こうした心の病というものは、誰にでも起こり得るものだ。そして、それは治ることもあるということを、彼女から教わった。もちろん、休職者を企業が排除することは容易である。しかし、原因は何かと詮索しても、早く治せるものでもない。復帰を待つには、我慢と理解が必要だ。

 私も下小岩支店で預金担当課課長として勤務していた時、同僚と支店長の共謀で私の印鑑を隠されたことがある。トップの営業成績を上げていた他部署の同僚が、自分のミスを私の部下のせいにしたので、通常の業務として支店長に報告した。ところが、成績至上主義の支店長は同僚を庇護し、私を追放するという判断を下した。行員の命でもある私の印鑑を「窃盗」したのである。

 窃盗はもちろん違法行為だ。このあまりにもつらく苦しい出来事は、拙著『メガバンク銀行員ぐだぐだ日記』に記してある。ネットでの反響は大きく、多くの書き込みを目にした。

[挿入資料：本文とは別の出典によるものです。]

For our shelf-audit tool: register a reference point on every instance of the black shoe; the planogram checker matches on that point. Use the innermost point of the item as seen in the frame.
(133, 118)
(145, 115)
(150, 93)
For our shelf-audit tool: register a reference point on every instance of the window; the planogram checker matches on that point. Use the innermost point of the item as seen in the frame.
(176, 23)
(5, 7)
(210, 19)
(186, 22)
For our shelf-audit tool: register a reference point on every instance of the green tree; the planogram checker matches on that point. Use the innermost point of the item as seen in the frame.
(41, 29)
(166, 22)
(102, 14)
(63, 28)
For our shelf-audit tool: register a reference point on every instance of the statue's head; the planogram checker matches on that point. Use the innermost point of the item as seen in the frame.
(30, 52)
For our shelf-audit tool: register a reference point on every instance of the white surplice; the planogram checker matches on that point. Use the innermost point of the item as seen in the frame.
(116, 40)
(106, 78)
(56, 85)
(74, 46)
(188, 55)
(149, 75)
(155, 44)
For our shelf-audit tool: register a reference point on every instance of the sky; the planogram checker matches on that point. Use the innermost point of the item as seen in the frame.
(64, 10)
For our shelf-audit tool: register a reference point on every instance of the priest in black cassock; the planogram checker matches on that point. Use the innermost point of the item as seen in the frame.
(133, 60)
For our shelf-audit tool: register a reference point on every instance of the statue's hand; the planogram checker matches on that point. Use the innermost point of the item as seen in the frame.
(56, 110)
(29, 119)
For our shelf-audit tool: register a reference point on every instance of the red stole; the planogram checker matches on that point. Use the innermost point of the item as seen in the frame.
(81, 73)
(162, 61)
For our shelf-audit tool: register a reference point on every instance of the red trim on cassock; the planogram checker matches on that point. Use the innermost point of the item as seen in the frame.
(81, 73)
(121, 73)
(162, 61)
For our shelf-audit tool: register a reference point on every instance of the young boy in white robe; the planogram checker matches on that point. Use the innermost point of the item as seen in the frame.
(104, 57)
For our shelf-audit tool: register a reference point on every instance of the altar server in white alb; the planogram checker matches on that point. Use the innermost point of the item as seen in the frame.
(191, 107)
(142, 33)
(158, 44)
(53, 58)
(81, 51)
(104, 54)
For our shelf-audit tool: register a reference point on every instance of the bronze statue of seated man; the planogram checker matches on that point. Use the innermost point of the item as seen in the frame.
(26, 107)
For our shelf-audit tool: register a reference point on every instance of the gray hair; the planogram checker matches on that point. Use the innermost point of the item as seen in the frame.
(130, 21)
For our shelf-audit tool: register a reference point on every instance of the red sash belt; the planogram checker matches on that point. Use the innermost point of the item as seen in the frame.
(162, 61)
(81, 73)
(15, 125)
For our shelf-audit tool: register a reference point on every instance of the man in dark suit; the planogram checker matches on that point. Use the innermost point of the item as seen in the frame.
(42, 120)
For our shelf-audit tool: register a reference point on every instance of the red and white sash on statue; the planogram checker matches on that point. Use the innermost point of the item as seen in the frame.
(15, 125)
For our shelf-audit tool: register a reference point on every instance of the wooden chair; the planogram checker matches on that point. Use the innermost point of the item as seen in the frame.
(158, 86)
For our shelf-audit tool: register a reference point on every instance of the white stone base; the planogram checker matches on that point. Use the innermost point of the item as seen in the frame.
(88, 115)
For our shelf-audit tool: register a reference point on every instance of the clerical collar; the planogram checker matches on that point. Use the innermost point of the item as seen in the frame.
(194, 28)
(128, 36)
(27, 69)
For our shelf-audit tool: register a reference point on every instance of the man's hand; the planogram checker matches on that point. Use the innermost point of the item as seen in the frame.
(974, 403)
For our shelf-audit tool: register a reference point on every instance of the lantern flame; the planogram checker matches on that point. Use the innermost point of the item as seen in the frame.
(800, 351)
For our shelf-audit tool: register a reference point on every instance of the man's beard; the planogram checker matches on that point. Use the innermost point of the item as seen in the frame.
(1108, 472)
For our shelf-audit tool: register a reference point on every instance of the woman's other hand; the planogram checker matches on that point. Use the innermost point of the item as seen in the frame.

 つらかった。すぐにでも辞めてしまえばいいと思ったが、なんとか退職せずに済んだ。下小岩支店に行きたくない。何度も引き返そうと思い、それでも店に向かった原動力は何だったのか。家族を養わなければならないという責任感?逃げられるものなら逃げてしまいたい衝動と、このまま苦しみを受け入れてしまう無力さとの葛藤にもがいていた。

書影『メガバンク銀行員ぐだぐだ日記』(三五館シンシャ)『メガバンク銀行員ぐだぐだ日記』(三五館シンシャ)
目黒冬弥 著

 その苦しみは、パワハラ支店長の異動により救われた。「やまない雨はない」という言葉が本当だったことを、今でも覚えている。だが、今メンタルで苦しんでいる人にその言葉はふさわしくはないだろう。何の慰めにもならないからだ。

 職場の仲間は他人にすぎない。上司は精神科医ではない。休職者を「いない人」として扱っていれば、前述の彼女も復帰できなかっただろう。

 自分は必要とされていない、役に立ってないと感じてしまわないよう、部下の皆が私の知らないところで適切な行動を取ってくれていたのだろう。

 そんな部下たちは、今日も思い思いに気だるそうに出社してくる。一日の始まりを、この世の終わりみたいな顔をして。しかし、仲間を思いやる気持ちを知り、私はすっかり彼女たちを見直した。朝の覇気のなさをとやかく考えるのはやめて、少しは大目に見よう。